For me, what was most interesting about going in for the study was all the information and attention we received. The study protocol require Marja to accompany me throughout, so we biked over to Georgetown, and a nurse spent over an hour with us, exhaustively explaining the study, answering our questions, taking blood samples, and repeating a cognitive test. During our interview Marja had mentioned that she, too, was concerned about cognitive impairment, so she took the same test. But both of us received perfect scores, which, the nurse said, was not unusual early in the disease with this basic screening test. I found it all fascinating.
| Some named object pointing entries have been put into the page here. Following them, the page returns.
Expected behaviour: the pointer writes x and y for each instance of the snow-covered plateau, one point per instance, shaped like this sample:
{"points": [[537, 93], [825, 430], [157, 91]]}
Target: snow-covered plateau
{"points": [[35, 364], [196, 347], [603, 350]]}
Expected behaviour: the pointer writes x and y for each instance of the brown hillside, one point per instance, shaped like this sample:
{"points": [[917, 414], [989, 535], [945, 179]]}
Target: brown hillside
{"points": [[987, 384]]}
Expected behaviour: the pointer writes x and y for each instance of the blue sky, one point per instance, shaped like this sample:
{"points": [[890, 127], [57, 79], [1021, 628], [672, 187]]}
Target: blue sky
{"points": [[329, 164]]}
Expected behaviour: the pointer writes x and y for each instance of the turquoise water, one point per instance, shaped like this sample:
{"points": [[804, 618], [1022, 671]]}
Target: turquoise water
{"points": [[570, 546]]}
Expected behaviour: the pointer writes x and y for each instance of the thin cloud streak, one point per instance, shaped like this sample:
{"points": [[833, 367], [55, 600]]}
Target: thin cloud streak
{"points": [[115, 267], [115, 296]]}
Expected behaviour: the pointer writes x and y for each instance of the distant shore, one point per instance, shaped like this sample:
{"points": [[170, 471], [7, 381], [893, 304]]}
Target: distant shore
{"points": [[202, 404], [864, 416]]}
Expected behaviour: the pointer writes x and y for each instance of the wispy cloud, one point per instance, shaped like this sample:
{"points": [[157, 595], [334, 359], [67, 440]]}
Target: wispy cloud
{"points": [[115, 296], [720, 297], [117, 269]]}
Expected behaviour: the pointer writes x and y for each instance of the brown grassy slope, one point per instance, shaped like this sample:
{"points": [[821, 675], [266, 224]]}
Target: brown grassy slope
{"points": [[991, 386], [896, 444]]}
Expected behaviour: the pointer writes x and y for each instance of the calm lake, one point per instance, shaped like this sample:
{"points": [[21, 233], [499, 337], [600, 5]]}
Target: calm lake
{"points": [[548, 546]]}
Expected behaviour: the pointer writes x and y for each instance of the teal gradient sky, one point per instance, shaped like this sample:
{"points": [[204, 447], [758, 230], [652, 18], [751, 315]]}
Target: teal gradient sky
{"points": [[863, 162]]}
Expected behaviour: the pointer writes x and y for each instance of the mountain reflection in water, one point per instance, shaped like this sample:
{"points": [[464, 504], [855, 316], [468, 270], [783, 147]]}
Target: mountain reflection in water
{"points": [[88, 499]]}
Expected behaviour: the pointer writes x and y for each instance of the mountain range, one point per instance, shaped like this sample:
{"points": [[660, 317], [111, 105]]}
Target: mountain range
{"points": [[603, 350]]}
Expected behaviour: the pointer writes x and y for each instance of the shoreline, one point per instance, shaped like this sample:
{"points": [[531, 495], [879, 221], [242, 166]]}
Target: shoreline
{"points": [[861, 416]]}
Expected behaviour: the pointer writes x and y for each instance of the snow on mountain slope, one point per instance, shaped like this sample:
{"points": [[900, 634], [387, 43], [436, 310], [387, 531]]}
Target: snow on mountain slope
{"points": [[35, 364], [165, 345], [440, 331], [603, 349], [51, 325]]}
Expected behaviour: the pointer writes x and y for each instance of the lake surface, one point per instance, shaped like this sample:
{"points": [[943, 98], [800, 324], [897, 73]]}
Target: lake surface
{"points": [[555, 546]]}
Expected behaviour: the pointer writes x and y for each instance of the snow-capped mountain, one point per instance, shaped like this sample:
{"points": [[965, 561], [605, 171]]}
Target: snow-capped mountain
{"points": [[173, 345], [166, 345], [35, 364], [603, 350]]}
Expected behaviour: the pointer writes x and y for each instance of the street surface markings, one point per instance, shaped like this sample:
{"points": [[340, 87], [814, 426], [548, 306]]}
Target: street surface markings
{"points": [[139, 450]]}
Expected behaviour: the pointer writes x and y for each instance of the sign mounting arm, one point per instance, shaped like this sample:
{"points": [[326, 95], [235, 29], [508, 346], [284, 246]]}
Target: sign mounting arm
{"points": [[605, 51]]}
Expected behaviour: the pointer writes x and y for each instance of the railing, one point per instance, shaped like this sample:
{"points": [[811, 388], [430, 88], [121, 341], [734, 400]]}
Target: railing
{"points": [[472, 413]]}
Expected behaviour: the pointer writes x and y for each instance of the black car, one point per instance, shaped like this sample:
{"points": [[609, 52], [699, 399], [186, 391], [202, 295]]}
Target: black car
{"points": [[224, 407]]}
But the best thing about the research is that I will be studied quite intensively and followed for two years. It means that I will get not only the PET scan (very expensive and not covered by Medicare) but also the spinal tap. So, assuming those tests are positive, I’ll have as definite a diagnosis of Alzheimer’s as is possible before autopsy.
That’s important to me because so far, honesty has compelled me to inform people that I have mild, progressive cognitive impairment and that the diagnosis of Alzheimer disease is not certain. That’s technically true, but—since neither my neurologist, the nurse at Georgetown nor I doubt it’s Alzheimer’s—the tests will allow me to feel more comfortable telling people I have Alzheimer disease and avoid the equivocation that so often leads to annoying conversations about whether I really have the disease. I get sick of it.
I suppose in some small corner of my mind, I have some doubts, too. I’m mostly participating in this study because I believe that, ultimately, medical studies are the only way to discover an effective treatment for Alzheimer’s. But I’m also happy I’ll be getting this PET scan and the spinal tap (three times each no less), which will finally nail the diagnosis down.